No, I carefully pulled out (my family member was in the car with me at the time) carefully checking mirrors, indicating and maneuvering slowly. However after 4-5 seconds i looked in my rear mirror and saw a car coming in my lane at a very fast speed, I tried to move back to previous lane but too late and he hit me... There was a witness that was 1 kilometer behind that says he saw the car pass him at a huge rate of knots, but did not see the incident.


----------



## Moe78 (Oct 29, 2010)

It seems quite odd though. He was drunk and speeding and how would the police know whether you changed lanes dangerously or not? He was drunk, speeding, hit your car from behind. In a different country that sounds like his fault. Now whether you indicated or not can be determined by investigating the lights after impact apparently but that would mean you would/should only be penalized for that infringement if so, not the accident!
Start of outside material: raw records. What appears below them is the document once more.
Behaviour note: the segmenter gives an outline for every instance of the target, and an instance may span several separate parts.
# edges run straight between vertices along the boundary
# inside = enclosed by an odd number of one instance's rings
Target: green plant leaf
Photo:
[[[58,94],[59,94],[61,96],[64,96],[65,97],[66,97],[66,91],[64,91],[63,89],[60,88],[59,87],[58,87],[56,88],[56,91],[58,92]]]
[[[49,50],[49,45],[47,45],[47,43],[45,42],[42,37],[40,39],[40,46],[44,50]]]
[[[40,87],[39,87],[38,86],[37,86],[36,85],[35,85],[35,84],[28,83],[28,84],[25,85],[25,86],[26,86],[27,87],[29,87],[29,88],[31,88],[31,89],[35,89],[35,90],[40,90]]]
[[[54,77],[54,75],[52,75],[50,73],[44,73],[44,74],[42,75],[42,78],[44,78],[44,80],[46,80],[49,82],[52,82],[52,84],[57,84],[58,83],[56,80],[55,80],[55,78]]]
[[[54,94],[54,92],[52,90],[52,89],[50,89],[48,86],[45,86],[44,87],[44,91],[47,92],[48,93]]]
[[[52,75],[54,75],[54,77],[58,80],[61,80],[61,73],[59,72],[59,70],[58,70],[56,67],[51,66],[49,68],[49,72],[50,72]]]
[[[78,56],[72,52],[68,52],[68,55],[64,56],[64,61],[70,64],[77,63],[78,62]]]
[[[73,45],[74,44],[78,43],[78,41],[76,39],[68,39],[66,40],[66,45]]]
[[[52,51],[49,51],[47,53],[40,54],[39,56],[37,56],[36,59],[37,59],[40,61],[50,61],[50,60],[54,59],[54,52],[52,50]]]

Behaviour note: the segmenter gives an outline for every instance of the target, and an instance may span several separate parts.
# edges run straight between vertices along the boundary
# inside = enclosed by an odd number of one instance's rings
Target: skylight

What does your lawyer say btw?


----------



## mangastrings (Dec 2, 2012)

The drunk drivers statement I was told, said I pulled out in front of him.... My experts say that if he was not drunk and speeding excessively he could have easily either moved to the 4th lane to overtake or slow down (even if others believe I pulled out)... . We are just shocked with the possible outcome from this case....


----------



## Midlifer (Jul 24, 2012)

Looks like OP is from Afghanistan. From what I've seen since arriving he's a little screwed. Get an Emirate lawyer and see what they can do for you.


----------